Все то время, пока он ждал, чтобы его обслужили, пока протискивался сквозь толпу, сжимая пинту "Гиннесса" в высоком стакане и апельсиновый сок, он был уверен, что к тому времени, когда он доберется до дальнего столика, ее там уже не будет. Но когда плечи и локти раздвинулись, он увидел, что она все еще там: сморкается в обрывок размокшего бумажного носового платка — и едва не закричал от радости. Скользнув на свое место, он поставил перед ней "Гиннесс" и спросил:

— Все ведь правильно, так?

Она подняла на него взгляд.

— а.

— Вы это пили в пабе после собеседования, — объяснил он.

— Вот как, — отозвалась она.

— Ваше здоровье, — предложил он.

Он отхлебнул крошечную каплю апельсинового сока, а она отпила пенку с пива. Из угла доносилось визжание циркулярной пилы, разрезающий лист алюминия. Мимо протиснулся по дороге в "мужской" толстяк. И снова Пола охватило острое чувство, что за ним пристально наблюдает невидимая плюющаяся арахисом галерка, которая вот-вот затопает ногами, если только не пойдет полным ходом представление. (Какое представление, куда пойдет? Невидимые зрители, предположительно, знали, а вот он — нет.)
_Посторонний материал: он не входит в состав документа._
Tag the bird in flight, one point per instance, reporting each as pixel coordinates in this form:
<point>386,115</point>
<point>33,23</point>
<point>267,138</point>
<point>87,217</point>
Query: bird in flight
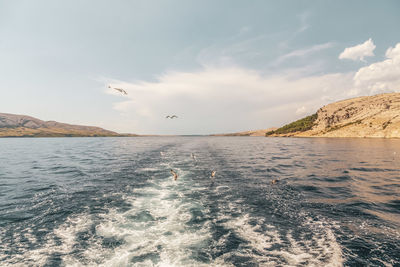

— Надо же, как мы с вами столкнулись, — сказал он. На невидимую аудиторию это большого впечатления не произвело, как, впрочем, и на худую девушку, и на него самого. Он попробовал еще раз: — Так, выходит, вы из этих краев?

— Нет, — ответила она и имела полное право поджать губы: это была беспомощная попытка перекрестного допроса и даже самый непритязательный младший барристер рассмеялся бы ему в лицо. Но... Совершенно неожиданно, она продолжила: — На самом деле я живу в Уимблдоне. Я приехала посмотреть, как играет мой парень.